Вот здесь и возникает проблема, о которой упоминалось выше. Речь идет о факторе неопределенности. Дело в том, что нормативные интересы общества всегда и в каждый момент времени обретают определенность лишь в форме своей проекции, детерминированной действующей политической системой и сложившейся институциональной средой, способными как приближать, так и отдалять общественный выбор от общественных потребностей. Иначе говоря, политическая ветвь актуализирует лишь такие интересы, которые готова признать сама политическая система, то есть совокупность действующих институтов и индивидуумов, обладающих властными полномочиями. Именно эти интересы, вне зависимости от их приближения к существующим в латентной форме потребностям социума, становятся, по определению, нормативными интересами общества. И хотя механизмы «социального иммунитета» вносят со временем свои коррективы, «исправляя» общественный выбор [Гринберг, Рубинштейн, 2000, с. 210], преодолеть фактор неопределенности не удается. Повторю, мы всегда имеем дело с некоторыми приближениями интересов общества как такового[27].
Следует отметить также, что, если в недавнем прошлом доминировала концепция «благожелательного государства», активность которого направлена на реализацию действительно общественных интересов, то к концу XX в. все большую роль начинает играть тезис о смещении общественного выбора и связанных с ним политических решений в сторону интересов правящих элит [Stigler, 1971]. На эту же тенденцию обращает внимание и Ж.-Ж. Лаффон, рассматривающий «"аутентичного советника” правящей партии, который предлагает программу действий, увеличивающую ее выгоды в данной экономической и политической ситуации» [Лаффон, 2007, с. 22–23].

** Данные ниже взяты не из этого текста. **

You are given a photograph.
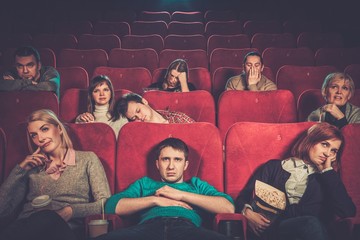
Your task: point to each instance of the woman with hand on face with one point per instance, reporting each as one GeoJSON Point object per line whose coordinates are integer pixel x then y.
{"type": "Point", "coordinates": [337, 90]}
{"type": "Point", "coordinates": [176, 78]}
{"type": "Point", "coordinates": [313, 189]}
{"type": "Point", "coordinates": [74, 180]}
{"type": "Point", "coordinates": [101, 102]}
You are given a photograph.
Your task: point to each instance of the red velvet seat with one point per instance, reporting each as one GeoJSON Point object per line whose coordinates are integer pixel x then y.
{"type": "Point", "coordinates": [248, 106]}
{"type": "Point", "coordinates": [15, 106]}
{"type": "Point", "coordinates": [129, 58]}
{"type": "Point", "coordinates": [194, 58]}
{"type": "Point", "coordinates": [185, 42]}
{"type": "Point", "coordinates": [88, 59]}
{"type": "Point", "coordinates": [153, 41]}
{"type": "Point", "coordinates": [300, 78]}
{"type": "Point", "coordinates": [199, 77]}
{"type": "Point", "coordinates": [134, 79]}
{"type": "Point", "coordinates": [73, 77]}
{"type": "Point", "coordinates": [105, 42]}
{"type": "Point", "coordinates": [202, 111]}
{"type": "Point", "coordinates": [261, 41]}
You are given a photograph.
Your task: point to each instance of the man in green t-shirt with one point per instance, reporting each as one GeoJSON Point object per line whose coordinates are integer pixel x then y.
{"type": "Point", "coordinates": [171, 208]}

Соглашаясь с таким трендом, надо иметь в виду упомянутый выше фактор неопределенности, который заставляет рассматривать программу «аутентичного советника» также в виде некоторой проекции интересов общества, существующих в латентной форме. Кроме того, было бы ошибочным исходить из наличия единственно возможного или объективно лучшего выбора. Он всегда лежит в поле нормативных решений, где главную роль играют социальные установки и целевые ориентиры правящей партии или коалиции, составляющей большинство в парламенте. Именно их решениями латентный интерес социума трансформируется в нормативный интерес, формулируемый той группой людей, которая обладает соответствующими полномочиями. Так или иначе, но здесь всегда имеет место субъективизм в определении нормативного интереса, который ряд авторов объясняют феноменом «принципал-агент»: реально принимающие решения политики (агенты) могут иметь свои предпочтения, не совпадающие с преференциями избирателей (принципал), от чьего имени они действуют [Афонцев, 2010][28].